Toxic sludge that spilled out of open pit coal mines during 10 days of heavy rains may have seriously contaminated farmland, rivers and coastal areas in northern Vietnam.

Flooding has killed 30 people, wiped out roads and damaged thousands of homes, the United Nations said in a situation report on Wednesday. The UN also warned of potential risks to the environment, health and water sanitation after coal mines in Quang Ninh province flooded, spilling thick streams of dark sludge into the countryside.

While flooding damaged water supply systems across northern Vietnam, where people now lack clean drinking water, the situation in Quang Ninh is the worst by far due to the toxic floods, said Truong Manh Tien, chairman of the Vietnam Association of Economy and Environment, a Hanoi-based nongovernmental organization.

“Water supplies contaminated with coal mud, chemical and other substances cannot be purified in a simple manner,” he told IRIN on Thursday.

 

Tien said authorities are prioritising clean-up efforts as contaminated floodwater is also threatening farmland and fish stocks downstream. He added that there is a risk that huge amounts of coal mud and chemicals will soon be pouring into Ha Long Bay.


A World Heritage Site, Ha Long Bay is one of Vietnam’s most popular tourist destinations, with craggy limestone islands towering over emerald green waters in the Tonkin Gulf.

Government officials and relief agencies have warned that the area could be seriously contaminated.

Dang Huy Hau, vice chairman of the People's Committee of Quang Ninh, which governs the province, told the state-run Thanh Nien newspaper that coal dust and mud has polluted many rivers and streams running into the bay.

“There are increasing concerns regarding environmental issues due to the sludge of coal mines in Quang Ninh, particularly the future risk to the Ha Long Bay,” said the UN report.

Rivers of slurry also destroyed and damaged homes homes in populated areas of the province, according to the UN. After a dam broke on 30 July, sludge flowed into the city of Cam Pha, where some residents waded into the polluted waters to collect coal.

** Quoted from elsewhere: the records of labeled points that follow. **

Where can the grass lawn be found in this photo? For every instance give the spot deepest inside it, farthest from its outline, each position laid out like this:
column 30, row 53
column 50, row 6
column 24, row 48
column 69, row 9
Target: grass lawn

Coal companies, including the state-owned Vietnam National Coal and Mineral Industries Corp (Vinacomin), which operates mainly in Quang Ninh, rushed to pump water out of their mines. 

“Vinacomin is stepping up efforts to overcome consequences so as to revive coal production fully soon,” Nguyen Ngoc Co, the company’s deputy general director, told IRIN. As of Thursday, Vinacomin had resumed half its production in the province, he said.

Co declined to comment on what actions his company would take to clean up the toxic slurry flowing out of the mines.

Toxic waste has also escaped from three flooded coal-fired power plants, according to Waterkeeper Alliance, an environmental organisation based in New York.

It was “encouraging” that the government had deployed a disaster response team, the organisation said in a statement issued from Quang Ninh on 1 August.

But the group warned of the “likelihood of both immediate and ongoing health and environmental hazards” from chemicals - including arsenic, cadmium and lead - that have emanated from flooded mines and power plants.

Weeks of heavy rain have brought flooding and devastation to countries across Asia.

In Myanmar, flooding has killed more than 88 people and inundated more than 1 million acres of farmland, posing a risk to food security, according to the UN.

Flooding in Pakistan has killed 169 people and affected almost one million, the National Disaster Management Authority said.

Flood-related deaths have also been reported in India, Bangladesh and Nepal.